As for himself, he wasn’t wanted anywhere, but Hat wanted his boots, which would be reason enough. And, of course, they wanted to make a clean sweep.

“If you’re the last one alive,” he said, “and the Indians take you, you might talk them into taking you to Sam Burrows. He’d give them a hundred dollars for you. Tell them that—it might save your life.”

“And otherwise?”

“There are some springs on Adair Bay, and there’s to be a boat there to pick up a man named Isacher. He’s dead, so don’t worry about him. If not that boat, there are fishing boats along from time to time.”

“And what if we all come through? Or if it is just you and Joe Harbin?”

He looked at her thoughtfully in the darkness. “Then I suppose you will have to choose, Joe Harbin or me.”

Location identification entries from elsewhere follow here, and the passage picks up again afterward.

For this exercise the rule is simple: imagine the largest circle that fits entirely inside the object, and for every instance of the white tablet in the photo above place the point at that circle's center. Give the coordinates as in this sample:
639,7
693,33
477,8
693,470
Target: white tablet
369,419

He turned suddenly and took her by the shoulders, and for a moment he held her, looking into her face. Then he bent his head and kissed her, lightly, on the lips. “There … when the times comes, that may help.”

At no great distance, at a place where the basalt had faulted, Hat lay in a niche in the rock. It was a place where he was sheltered from the cold wind, and high enough above the sand so that he had a good view of the camp with its red, winking eye marking the fire. He could distinguish occasional movement near the horses, or about the camp.

They were standing watch, of course. He had expected that. In fact, he had expected about everything that had happened thus far. There was not much a running man could do when he got into the Pinacate country. The only difference was that someone here knew about the water holes.

He knew now who it was. It was simply a matter of reading the sign right, seeing who scouted in the right directions. It was the man with the new boots … Rodelo.

They were carrying something they could not have had when they left the prison, and it was too heavy to be supplies. He had seen the tracks of the pack horse that carried it, and he had seen where it rested at night.

Hat had his own plans, but they were not new. He had used them many times before, and they had been successful. He had never attacked until they reached the dunes or the beach.

Here, among the broken lava flows around Pinacate, there were too many sheltered places. They could defend themselves too well, and usually they were still in shape to put up a stiff fight. He could wait until the dunes and drift sand broke their spirit. None of them carried much water, and that was his first target.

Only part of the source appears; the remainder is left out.